Ali Fuat Başgil emekli olduktan kısa bir süre sonra politikaya atıldı. 15 Ekim 1961'de Adalet Partisi'nin Samsun listesinden bağımsız aday olarak senatör seçildi. Bu devrede cumhurbaşkanlığına adaylığını koyduysa da 27 Mayıs'ı savunan çevrelerin tepki ve baskıları sonucu cumhurbaşkanlığı adaylığından ve senatörlükten istifa etti. 1962'de İsviçre'ye giderek Cenevre Üniversitesi’nde Türk Tarihi ve Dili Kürsüsü'nde görev yaptı. 1965 seçimlerinde Adalet Partisi'nden milletvekili seçilerek tekrar parlamentoya girdi. Anayasa Komisyonu başkanlığını yaptı. 17 Nisan 1967'de vefat etti; kabri Karacaahmet Mezarlığı'ndadır.
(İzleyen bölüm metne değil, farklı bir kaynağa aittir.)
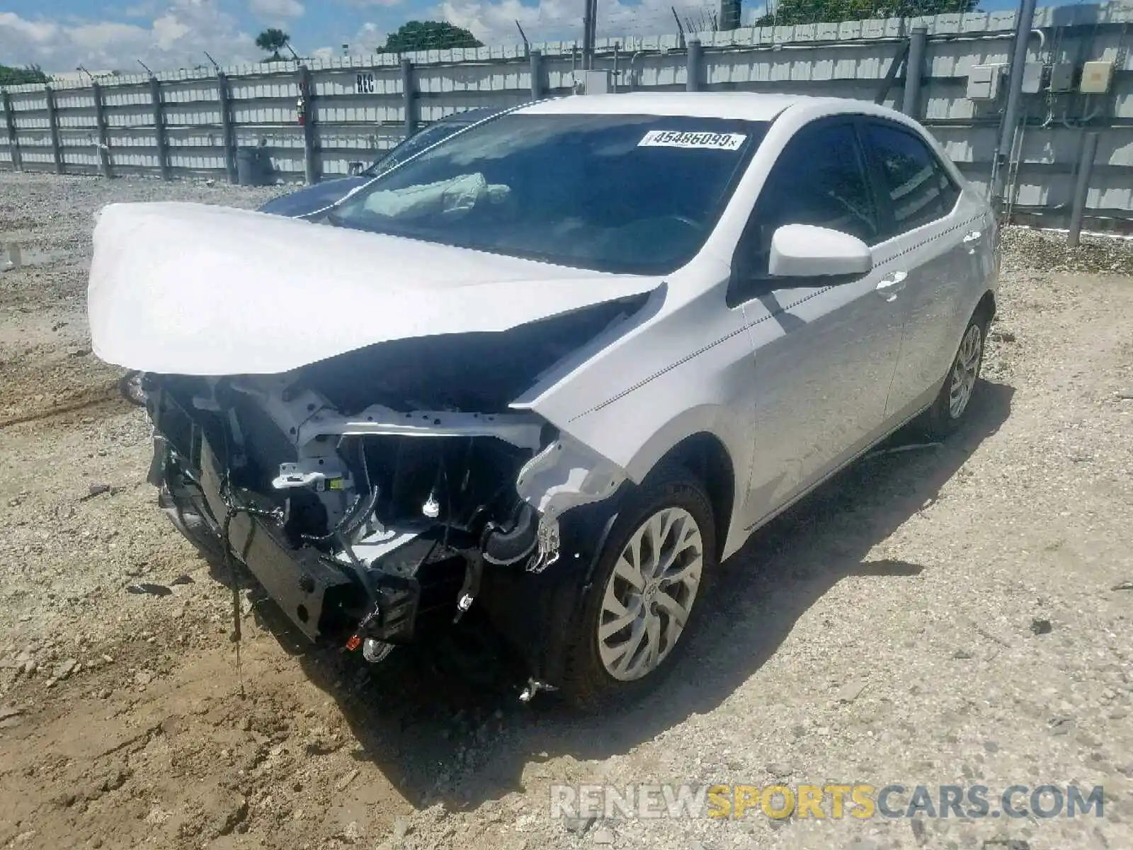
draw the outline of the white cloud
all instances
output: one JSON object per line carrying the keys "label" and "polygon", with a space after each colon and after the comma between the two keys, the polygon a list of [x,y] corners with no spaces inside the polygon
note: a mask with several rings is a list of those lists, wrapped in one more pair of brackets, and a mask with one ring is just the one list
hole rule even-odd
{"label": "white cloud", "polygon": [[373,53],[380,48],[385,46],[386,33],[377,24],[363,24],[358,27],[358,32],[355,33],[353,39],[348,43],[350,44],[351,53]]}
{"label": "white cloud", "polygon": [[254,15],[269,20],[282,20],[303,17],[304,8],[299,0],[248,0],[248,8]]}
{"label": "white cloud", "polygon": [[137,60],[154,70],[196,67],[207,62],[255,61],[259,51],[252,35],[240,32],[219,0],[170,0],[148,24],[24,18],[0,12],[0,57],[6,65],[41,65],[48,73],[76,66],[140,71]]}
Ali Fuat Başgil hayatı boyunca ilmî haysiyet ve vakarını korumasını bilmiş, bir anayasa hukuku hocası olarak gerektiği zaman ilmî kanaatlerini yayın organlarında ve eserlerinde çekinmeden açıklamış, hatta bu uğurda hapse girmeyi dahi göze almıştır. Türk hukukçuları arasında siyasî, sosyal, hukukî sahalarda en çok çaba gösteren ve en çok eser veren Ali Fuat Başgil'in fikirlerinde büyük ölçüde hürriyetçi Batı düşüncesinin tesiri hâkimdir. Din ve laiklik hakkındaki görüşleriyle Diyanet İşleri Reisliği kanunu tasarısı ve 27 Mayıs 1960 İhtilâli ile ilgili tenkitleri büyük ilgi uyandırmış ve tartışma konusu olmuştur.
Eserleri:
1- Gençlerle Başbaşa. Ali Fuat Başgil bu eserinde bir ömür boyu öğrendiklerine şahsî tecrübelerini de katarak gençlere rehberlik etmek istemiştir. Burada gençlere başarılı olma yolunun tehlikeli düşmanlarını anlatmakta ve başarıya ulaşmanın şartları üzerinde durmaktadır. Ayrıca terbiyenin ruh ve karakter üzerindeki tesiri ve verimli çalışma şartları hakkında gençlere yol göstermektedir. Eser Türk gençliği tarafından en çok aranan ve okunan eserlerden biri olma özelliğini hâlâ taşımaktadır.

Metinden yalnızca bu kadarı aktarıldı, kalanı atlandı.